The statistics of modern slavery can be startling. Most experts place the number of slaves entering the United States each year between 15,000 and 20,000, a number that roughly reflects the yearly number of homicides. Estimates of currently enslaved U.S. citizens vary more widely. Former head of the Department of Health and Human Services trafficking office Steve Wagner estimated that there are currently between 200,000 and 400,000 U.S. citizens enslaved in this country, in anything from agriculture to the sex trade. Despite these numbers, last year, only about 110 people were successfully prosecuted for their involvement in the slave trade in the United States.

The first half of The Slave Next Door presents these statistics and a detailed description of the context of modern slavery in the U.S. This part is further divided into chapters, one for each of the major forms of slavery, including domestic, agricultural, and sex slavery. An additional chapter describes the variety of other, less common examples of slavery.

Throughout these chapters, Bales and Soodalter also identify many reasons that slavery remains largely invisible to those who do not look for it. For example, they suggest that recent innovations in the slave trade, such as less obvious forms of coercion and misdirection, have played a major role in enabling the return of slavery since the ’90s. Increasing reliance on psychological coercion makes it more difficult to recognize and prosecute slave holders, since psychological coercion is often nothing more than a holder’s careful control of information such that the slave is more afraid of the police and the outside world than of the slaveholder.

The second half of the book is more unique. It is devoted to all of the ways that slavery is, is not, and should be challenged. Bales and Soodalter analyze the response to slavery at the local, state, and federal levels of government, with a chapter devoted to each. The authors identify many institutional reasons that slavery still survives, and what can be done by individuals to help. Bales and Soodalter describe not only how best to educate police but also the necessary roles of lawyers, officials, congressmen intellectuals, and the public at large. This information is eminently useful to anyone interested in fighting slavery, and is difficult to find anywhere else.

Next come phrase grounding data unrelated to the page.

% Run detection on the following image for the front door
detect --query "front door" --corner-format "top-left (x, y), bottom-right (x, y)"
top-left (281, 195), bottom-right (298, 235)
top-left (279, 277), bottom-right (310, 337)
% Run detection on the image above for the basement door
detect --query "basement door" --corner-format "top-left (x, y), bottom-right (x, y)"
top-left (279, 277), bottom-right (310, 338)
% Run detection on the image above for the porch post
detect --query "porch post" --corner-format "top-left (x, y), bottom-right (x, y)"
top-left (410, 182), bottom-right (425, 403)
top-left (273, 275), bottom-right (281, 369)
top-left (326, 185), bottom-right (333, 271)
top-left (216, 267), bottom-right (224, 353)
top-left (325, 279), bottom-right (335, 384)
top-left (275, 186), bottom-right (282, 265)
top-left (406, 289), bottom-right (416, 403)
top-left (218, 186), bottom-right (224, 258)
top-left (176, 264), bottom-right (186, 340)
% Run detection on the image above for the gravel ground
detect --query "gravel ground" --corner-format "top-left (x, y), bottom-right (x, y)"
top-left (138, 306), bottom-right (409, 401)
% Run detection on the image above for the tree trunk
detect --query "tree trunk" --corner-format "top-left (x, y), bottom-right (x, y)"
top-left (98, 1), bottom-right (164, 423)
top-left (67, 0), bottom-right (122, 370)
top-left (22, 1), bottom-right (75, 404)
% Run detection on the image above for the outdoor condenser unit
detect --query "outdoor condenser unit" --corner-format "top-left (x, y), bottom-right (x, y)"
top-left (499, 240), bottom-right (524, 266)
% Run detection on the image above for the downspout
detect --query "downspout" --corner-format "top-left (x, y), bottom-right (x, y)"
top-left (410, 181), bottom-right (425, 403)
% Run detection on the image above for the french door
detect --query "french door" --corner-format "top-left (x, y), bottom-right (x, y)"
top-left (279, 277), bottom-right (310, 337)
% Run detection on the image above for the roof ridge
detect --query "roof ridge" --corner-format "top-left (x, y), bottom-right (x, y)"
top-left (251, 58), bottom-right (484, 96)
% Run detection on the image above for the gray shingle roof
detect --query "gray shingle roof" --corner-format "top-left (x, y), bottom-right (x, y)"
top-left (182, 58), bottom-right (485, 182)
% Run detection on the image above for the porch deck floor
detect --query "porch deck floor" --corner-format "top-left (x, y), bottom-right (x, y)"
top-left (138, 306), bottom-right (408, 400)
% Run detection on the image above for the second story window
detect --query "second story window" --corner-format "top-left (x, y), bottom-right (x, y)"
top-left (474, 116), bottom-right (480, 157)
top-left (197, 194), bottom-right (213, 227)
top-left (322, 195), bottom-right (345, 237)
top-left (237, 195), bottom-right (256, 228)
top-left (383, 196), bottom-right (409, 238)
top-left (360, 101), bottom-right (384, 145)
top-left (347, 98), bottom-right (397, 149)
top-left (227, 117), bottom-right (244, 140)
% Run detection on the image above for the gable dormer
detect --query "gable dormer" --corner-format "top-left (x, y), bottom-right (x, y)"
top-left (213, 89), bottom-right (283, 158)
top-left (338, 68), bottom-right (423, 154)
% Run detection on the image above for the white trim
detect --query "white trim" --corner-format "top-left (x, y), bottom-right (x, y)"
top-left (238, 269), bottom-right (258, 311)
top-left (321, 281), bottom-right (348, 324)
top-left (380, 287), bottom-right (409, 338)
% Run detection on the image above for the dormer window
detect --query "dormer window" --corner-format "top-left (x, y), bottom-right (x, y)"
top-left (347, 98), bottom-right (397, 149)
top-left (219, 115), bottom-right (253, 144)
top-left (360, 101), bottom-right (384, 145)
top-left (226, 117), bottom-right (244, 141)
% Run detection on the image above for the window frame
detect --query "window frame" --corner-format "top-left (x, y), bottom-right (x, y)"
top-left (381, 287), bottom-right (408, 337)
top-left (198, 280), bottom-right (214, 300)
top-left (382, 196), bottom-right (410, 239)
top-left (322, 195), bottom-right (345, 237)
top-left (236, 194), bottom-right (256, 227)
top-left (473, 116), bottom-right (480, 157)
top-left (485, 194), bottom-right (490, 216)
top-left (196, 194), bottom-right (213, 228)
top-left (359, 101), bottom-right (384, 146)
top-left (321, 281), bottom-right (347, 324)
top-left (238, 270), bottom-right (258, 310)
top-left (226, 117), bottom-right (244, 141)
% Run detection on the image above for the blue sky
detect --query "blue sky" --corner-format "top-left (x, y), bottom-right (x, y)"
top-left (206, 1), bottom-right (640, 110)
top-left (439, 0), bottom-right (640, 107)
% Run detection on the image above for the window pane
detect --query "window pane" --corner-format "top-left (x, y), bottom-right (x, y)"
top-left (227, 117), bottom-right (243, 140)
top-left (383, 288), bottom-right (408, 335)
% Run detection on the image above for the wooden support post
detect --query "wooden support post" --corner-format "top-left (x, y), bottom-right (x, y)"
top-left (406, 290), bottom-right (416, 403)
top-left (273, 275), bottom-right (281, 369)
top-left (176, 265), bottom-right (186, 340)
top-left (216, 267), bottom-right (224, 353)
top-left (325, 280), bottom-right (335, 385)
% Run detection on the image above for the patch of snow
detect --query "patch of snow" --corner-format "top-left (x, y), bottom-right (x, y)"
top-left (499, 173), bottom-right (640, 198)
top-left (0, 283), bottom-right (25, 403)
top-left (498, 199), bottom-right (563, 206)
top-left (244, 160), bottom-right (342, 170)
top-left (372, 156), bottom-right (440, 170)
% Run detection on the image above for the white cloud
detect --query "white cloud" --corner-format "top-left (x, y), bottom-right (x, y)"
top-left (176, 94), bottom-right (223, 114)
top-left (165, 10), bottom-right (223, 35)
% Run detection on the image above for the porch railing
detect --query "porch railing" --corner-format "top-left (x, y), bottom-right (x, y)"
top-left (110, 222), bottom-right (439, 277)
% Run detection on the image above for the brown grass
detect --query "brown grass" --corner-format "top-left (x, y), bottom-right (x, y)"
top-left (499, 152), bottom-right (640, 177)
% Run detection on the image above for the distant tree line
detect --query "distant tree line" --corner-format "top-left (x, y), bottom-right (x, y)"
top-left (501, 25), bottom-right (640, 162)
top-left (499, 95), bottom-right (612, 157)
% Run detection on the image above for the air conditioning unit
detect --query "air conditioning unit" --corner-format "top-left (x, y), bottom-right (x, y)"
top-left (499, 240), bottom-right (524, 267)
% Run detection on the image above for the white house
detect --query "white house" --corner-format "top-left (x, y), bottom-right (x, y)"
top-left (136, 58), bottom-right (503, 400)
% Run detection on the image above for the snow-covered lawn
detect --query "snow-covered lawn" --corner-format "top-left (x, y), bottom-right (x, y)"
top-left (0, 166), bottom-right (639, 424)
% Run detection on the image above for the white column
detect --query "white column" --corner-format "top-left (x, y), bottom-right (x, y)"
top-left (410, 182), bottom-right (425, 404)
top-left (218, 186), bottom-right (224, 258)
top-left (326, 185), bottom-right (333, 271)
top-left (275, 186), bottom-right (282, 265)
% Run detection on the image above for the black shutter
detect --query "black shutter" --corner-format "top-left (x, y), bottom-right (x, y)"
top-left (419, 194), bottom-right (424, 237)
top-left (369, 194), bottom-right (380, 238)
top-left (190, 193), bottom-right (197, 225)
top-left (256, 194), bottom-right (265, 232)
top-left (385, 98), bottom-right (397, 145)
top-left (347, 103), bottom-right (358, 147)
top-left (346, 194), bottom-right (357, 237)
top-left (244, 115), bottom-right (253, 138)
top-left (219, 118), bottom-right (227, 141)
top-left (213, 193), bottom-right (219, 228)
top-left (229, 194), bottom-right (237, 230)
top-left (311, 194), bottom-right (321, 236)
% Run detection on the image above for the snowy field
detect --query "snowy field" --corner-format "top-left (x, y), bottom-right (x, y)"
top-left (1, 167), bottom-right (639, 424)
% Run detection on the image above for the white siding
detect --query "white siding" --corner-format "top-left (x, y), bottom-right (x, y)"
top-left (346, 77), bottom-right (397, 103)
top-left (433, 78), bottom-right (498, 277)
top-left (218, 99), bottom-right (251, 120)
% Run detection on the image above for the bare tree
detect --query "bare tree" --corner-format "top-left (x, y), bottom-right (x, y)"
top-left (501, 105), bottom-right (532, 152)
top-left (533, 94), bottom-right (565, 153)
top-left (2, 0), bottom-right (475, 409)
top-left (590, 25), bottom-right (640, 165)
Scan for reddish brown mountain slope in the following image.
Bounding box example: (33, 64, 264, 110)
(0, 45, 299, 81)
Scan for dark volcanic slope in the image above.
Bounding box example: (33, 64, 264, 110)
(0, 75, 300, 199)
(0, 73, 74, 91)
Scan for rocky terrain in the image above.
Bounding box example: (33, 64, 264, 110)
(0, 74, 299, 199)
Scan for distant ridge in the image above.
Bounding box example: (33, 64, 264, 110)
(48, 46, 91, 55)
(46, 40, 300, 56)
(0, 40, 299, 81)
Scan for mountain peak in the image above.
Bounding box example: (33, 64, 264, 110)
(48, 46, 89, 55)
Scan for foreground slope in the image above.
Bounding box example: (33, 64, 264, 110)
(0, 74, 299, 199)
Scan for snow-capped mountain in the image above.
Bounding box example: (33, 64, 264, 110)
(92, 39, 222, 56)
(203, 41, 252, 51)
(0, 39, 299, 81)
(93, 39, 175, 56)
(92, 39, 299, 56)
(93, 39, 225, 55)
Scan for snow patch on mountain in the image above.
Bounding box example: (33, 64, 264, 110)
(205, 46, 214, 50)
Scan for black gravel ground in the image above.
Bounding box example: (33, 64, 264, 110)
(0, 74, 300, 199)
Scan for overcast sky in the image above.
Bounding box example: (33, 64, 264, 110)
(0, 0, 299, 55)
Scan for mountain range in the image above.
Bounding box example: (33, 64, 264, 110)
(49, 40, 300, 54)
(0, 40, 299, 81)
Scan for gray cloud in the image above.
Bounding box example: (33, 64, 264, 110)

Unfortunately, The Slave Next Door is not as smoothly written as some of its rivals, such as Benjamin Skinner’s A Crime so Monstrous. Sentences, paragraphs, and the book itself are all much longer than they need to be, so readers will find themselves slogging though page-long paragraphs and redundant language more often than would be ideal.

However, the writing should be seen as a small flaw in an important book. The first half of The Slave Next Door is a fair and detailed introduction to the modern permutation of slavery. The second half has so much valuable information that it would prove helpful even for those who have read extensively about modern slavery. On the whole, The Slave Next Door is worth the time of anyone interested in fighting or at least understanding the slave trade in the United States today.